19th September 2006, Comments 0 comments

PARIS, Sept 19, 2006 (AFP) - US President George W. Bush's ability to polarise electorates and political classes has spread to France, where the two leading candidates in the 2007 presidential election are divided in embracing or in despising him.

PARIS, Sept 19, 2006 (AFP) - US President George W. Bush's ability to polarise electorates and political classes has spread to France, where the two leading candidates in the 2007 presidential election are divided in embracing or in despising him.

Ségolène Royal, the leading left-wing contender, on Tuesday taunted her right-wing rival, Interior Minister Nicolas Sarkozy, for meeting Bush in Washington last week.

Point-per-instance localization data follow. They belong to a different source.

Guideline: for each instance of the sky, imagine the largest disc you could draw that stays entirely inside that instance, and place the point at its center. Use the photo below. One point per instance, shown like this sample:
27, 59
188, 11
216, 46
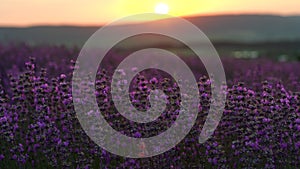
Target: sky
99, 12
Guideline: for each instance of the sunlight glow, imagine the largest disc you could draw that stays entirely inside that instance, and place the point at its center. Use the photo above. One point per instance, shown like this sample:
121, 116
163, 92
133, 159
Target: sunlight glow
161, 8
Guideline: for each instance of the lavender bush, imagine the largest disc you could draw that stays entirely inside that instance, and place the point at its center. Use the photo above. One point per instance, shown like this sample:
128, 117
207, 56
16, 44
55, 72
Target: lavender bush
260, 127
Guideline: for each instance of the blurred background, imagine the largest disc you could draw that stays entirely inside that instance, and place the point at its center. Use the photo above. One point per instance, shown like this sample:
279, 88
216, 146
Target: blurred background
241, 29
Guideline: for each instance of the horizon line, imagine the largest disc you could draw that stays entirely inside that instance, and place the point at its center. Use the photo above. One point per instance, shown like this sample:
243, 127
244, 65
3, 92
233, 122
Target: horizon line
103, 24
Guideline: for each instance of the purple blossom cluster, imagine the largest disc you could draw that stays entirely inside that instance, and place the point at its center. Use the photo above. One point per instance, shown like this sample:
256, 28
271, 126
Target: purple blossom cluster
260, 126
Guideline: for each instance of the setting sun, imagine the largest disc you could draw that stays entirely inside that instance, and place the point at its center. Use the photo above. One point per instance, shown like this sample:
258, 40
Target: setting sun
161, 8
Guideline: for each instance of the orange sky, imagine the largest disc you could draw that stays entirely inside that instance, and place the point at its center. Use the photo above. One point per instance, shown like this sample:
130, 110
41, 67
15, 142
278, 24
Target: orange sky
97, 12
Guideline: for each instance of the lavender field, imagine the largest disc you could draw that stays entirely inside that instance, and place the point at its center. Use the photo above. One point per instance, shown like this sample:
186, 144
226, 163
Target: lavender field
260, 126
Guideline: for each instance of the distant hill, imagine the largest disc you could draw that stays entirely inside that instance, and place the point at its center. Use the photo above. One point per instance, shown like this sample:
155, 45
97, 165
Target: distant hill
222, 28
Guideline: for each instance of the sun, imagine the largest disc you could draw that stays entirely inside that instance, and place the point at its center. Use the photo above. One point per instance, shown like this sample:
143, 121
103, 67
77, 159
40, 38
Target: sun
161, 8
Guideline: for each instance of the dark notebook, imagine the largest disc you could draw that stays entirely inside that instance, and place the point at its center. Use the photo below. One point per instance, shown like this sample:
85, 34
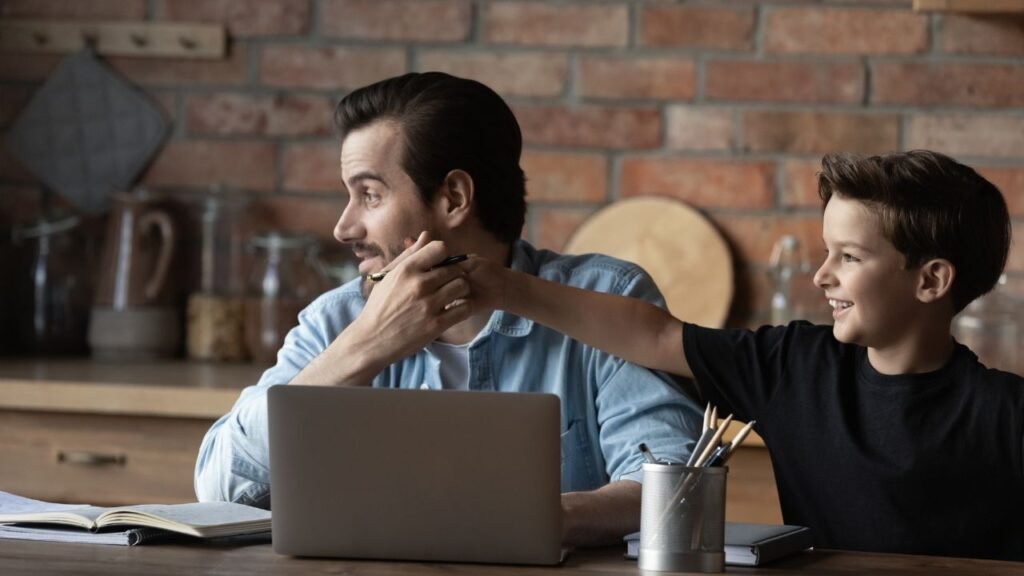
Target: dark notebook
750, 544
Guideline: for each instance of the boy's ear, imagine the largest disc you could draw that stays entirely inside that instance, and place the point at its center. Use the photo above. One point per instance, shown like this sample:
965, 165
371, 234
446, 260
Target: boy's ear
935, 280
455, 199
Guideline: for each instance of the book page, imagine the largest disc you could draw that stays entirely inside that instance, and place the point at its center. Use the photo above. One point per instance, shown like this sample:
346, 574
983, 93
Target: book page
208, 519
26, 509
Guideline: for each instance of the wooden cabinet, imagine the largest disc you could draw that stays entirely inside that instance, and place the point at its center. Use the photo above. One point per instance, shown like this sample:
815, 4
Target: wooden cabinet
110, 434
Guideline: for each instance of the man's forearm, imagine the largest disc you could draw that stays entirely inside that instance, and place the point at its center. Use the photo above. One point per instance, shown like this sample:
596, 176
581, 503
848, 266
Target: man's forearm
601, 517
630, 328
350, 361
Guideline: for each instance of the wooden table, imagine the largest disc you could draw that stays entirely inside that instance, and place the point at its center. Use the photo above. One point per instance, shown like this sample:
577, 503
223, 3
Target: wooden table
18, 557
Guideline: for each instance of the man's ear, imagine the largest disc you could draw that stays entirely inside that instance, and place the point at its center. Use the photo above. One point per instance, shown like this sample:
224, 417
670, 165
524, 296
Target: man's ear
935, 280
454, 202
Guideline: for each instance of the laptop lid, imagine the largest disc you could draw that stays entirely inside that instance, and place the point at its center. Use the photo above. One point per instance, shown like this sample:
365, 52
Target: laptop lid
443, 476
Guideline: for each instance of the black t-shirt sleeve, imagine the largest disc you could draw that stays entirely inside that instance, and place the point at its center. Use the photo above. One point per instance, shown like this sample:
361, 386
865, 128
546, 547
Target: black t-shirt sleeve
738, 371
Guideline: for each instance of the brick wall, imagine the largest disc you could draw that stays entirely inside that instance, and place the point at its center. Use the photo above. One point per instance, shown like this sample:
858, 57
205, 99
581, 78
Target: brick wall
726, 105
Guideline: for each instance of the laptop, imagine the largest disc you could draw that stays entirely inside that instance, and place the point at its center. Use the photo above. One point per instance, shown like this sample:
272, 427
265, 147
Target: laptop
437, 476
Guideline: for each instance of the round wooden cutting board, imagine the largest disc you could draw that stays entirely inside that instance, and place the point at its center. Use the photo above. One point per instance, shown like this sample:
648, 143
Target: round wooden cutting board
680, 249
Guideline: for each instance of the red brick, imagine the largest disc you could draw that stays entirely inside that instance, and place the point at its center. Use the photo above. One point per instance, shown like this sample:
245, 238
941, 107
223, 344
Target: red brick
968, 135
243, 17
74, 9
314, 215
804, 132
553, 227
434, 21
697, 27
689, 127
312, 167
330, 69
704, 182
284, 115
556, 25
800, 188
167, 101
558, 176
844, 31
27, 68
784, 81
947, 83
754, 236
614, 77
246, 165
12, 99
170, 72
1010, 180
511, 74
590, 126
1003, 35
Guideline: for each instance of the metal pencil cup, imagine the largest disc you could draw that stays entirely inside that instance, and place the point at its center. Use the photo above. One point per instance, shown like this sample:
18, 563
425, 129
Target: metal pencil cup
682, 519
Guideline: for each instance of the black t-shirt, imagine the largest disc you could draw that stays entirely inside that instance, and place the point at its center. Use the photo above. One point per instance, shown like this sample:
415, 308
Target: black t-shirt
918, 463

"When Nicolas Sarkozy aligns himself with George Bush, that means he supports the criterion of preventive war, that means he accepts this theory of a war between good and evil, that he tolerates all these destabilisation attempts in the world," she told LCI television.

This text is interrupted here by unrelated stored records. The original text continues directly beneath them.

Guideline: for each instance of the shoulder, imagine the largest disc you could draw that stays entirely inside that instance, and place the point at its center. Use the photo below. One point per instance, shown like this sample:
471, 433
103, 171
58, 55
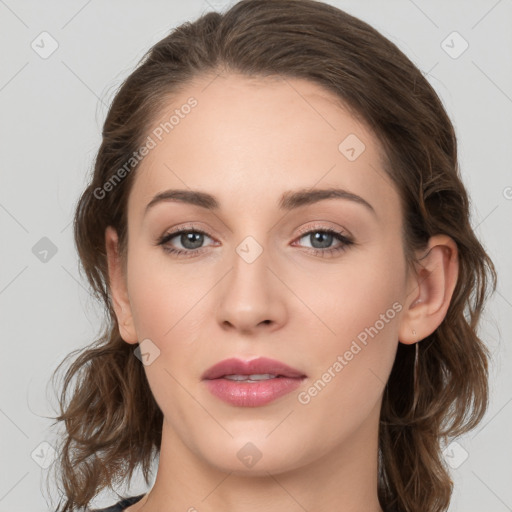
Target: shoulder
120, 505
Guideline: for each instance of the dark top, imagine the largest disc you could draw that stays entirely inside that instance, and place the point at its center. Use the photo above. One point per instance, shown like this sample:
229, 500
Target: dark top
120, 505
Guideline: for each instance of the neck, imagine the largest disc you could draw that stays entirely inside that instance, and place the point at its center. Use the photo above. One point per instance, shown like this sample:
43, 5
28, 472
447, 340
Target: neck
345, 479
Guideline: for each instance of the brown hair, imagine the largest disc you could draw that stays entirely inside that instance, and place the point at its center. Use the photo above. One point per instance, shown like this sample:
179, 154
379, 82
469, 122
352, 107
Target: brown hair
112, 422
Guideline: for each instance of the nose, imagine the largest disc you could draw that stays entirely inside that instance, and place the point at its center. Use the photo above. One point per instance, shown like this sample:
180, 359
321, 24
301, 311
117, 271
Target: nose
252, 297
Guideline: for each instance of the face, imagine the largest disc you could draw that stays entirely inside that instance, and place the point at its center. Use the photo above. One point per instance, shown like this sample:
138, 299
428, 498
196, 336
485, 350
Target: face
315, 282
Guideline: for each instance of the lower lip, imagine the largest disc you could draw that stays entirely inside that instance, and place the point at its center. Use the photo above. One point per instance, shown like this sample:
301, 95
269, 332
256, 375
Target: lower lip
252, 394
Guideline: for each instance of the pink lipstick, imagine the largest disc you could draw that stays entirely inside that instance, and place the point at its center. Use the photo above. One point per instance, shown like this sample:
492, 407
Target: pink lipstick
251, 383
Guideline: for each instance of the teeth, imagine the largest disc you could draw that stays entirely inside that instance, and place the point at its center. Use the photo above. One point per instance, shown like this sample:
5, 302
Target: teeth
251, 378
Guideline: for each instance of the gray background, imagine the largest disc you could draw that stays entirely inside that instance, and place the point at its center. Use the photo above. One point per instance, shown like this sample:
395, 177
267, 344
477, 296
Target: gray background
52, 111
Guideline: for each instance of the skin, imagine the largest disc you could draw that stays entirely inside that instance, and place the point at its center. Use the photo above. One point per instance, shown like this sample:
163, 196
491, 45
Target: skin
247, 142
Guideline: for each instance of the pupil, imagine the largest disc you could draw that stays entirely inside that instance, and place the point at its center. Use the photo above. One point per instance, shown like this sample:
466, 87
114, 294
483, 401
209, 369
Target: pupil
325, 239
194, 239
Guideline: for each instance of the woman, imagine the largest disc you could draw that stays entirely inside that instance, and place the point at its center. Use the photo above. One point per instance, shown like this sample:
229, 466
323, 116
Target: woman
278, 229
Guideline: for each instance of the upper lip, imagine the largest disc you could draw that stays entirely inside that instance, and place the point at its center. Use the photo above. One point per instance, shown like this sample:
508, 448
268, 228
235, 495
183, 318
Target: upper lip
261, 365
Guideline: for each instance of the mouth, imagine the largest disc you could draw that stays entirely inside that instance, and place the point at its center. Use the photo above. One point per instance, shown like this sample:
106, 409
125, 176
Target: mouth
251, 383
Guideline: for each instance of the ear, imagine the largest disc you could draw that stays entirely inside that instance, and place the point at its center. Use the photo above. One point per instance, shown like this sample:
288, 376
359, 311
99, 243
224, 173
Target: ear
118, 289
431, 290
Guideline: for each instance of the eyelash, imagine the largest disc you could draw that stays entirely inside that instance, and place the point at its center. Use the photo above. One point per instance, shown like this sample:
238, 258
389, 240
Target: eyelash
345, 242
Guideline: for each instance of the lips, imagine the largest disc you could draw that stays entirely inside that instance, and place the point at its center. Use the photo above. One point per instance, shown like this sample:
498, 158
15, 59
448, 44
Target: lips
252, 383
260, 366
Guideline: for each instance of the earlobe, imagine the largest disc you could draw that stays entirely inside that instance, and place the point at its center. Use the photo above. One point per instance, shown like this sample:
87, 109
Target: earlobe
431, 290
118, 289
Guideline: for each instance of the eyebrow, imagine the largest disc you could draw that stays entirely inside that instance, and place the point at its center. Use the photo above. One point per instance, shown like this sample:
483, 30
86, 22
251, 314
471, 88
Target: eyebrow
289, 200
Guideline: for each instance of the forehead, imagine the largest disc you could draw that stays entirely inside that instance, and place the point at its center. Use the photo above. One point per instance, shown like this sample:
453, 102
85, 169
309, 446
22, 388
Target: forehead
246, 140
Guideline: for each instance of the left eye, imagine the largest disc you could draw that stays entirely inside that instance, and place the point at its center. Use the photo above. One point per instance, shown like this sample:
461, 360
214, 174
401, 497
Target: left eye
191, 240
323, 238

She said there was a difference between an "alliance with the Americans" and "alignment" with Bush and his policies.

"My diplomatic position will not consist of going and kneeling down in front of George Bush," she said.

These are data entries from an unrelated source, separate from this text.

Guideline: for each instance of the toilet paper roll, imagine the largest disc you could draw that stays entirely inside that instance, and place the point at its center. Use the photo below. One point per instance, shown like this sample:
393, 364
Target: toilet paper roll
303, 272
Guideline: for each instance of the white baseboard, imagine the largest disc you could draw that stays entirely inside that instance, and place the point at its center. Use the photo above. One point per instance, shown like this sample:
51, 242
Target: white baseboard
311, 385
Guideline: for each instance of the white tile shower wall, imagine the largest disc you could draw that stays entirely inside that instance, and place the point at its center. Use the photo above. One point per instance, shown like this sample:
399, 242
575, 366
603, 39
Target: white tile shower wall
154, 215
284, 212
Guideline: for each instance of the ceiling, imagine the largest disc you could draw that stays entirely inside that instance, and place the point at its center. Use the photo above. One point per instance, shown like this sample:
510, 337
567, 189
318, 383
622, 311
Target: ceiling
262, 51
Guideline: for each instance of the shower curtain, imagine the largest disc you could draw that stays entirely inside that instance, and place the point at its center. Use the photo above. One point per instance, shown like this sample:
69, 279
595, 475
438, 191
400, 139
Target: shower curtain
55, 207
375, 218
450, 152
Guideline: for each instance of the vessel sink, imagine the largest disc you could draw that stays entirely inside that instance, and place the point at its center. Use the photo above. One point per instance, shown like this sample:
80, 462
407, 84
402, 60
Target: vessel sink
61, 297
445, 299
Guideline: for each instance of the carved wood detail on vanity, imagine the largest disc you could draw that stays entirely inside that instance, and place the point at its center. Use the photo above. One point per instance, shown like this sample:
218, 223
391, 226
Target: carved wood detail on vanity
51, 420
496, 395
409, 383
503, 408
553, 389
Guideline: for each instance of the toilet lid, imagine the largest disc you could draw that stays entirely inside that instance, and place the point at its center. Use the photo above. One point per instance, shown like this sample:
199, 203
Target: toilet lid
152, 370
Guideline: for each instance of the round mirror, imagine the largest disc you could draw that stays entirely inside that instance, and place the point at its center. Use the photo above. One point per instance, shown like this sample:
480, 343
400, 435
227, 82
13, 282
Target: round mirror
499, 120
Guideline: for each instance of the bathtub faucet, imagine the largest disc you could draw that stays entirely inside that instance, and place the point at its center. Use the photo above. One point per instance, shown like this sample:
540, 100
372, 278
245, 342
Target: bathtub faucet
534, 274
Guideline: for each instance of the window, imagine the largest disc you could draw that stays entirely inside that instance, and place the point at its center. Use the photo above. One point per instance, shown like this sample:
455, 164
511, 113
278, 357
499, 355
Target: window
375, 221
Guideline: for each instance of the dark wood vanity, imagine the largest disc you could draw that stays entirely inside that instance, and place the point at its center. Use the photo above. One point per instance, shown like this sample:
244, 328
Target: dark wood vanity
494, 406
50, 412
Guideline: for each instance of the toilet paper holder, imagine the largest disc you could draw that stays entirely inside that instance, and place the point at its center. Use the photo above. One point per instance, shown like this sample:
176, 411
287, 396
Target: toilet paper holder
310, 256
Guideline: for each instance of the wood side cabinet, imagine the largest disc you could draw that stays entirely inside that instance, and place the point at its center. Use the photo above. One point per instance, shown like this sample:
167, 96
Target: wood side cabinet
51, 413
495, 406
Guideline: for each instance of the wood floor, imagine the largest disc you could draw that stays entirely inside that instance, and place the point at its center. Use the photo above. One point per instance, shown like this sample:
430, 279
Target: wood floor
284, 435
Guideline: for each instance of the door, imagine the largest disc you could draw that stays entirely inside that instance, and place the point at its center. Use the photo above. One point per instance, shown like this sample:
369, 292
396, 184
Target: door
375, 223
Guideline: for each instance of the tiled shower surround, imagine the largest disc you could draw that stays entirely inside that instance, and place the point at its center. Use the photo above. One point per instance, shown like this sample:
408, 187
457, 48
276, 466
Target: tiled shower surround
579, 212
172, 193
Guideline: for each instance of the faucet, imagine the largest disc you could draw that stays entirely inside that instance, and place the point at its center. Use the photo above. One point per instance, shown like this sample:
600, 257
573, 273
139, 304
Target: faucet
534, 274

A trailing left-wing presidential hopeful, Laurent Fabius, has also mocked Sarkozy as Bush's "poodle".

Sarkozy's supporters, however, said the meeting showed that Sarkozy, who has unashamedly brandished pro-US credentials, was being taken seriously on the world stage.

The interior minister — who has even called himself 'Sarko the American' — certainly made segments of the US media swoon, especially after a speech in which he lauded the United States and blasted France's "arrogance".

The Washington Times newspaper said he had the "panache of a matinee idol" and saw in him "a new kind of Frenchman", one who would support US policies rather than oppose them.

The New York Daily News said: "Nicolas Sarkozy is determined to save France from its single biggest enemy — the French."

President Jacques Chirac, who has long been unable to control his ambitious interior minister, took umbrage at remarks Sarkozy also made suggesting Chirac went too far in blocking United Nations approval for the US-led war on Iraq in 2003.

On Monday, Chirac — who on Tuesday was to meet Bush himself before the two give separate addresses to the UN General Assembly — said his position has since been validated by the turn of events in Iraq.

"I adopted a stance on Iraq and I have to say that the way things panned out, it certainly didn't go against the stance I took. What I said has been borne out and I remain very pessimistic about Iraq and its future," Chirac told CNN television.

French newspaper Libération said Chirac was convinced that Sarkozy's overtures towards Bush would rile the French public and saw Sarkozy's speech as "irresponsible".

Although Chirac has not ruled out running for a third mandate in the presidential election due next April, at age 73 that looks unlikely.

Sarkozy and Royal, though not yet confirmed candidates, lead the pack of potential contenders. Polls put them neck-and-neck.

The most recent, carried out by the Ipsos institute and published last week, showed Sarkozy would beat Royal 52 percent to 48 percent in a run-off round if the election were held now.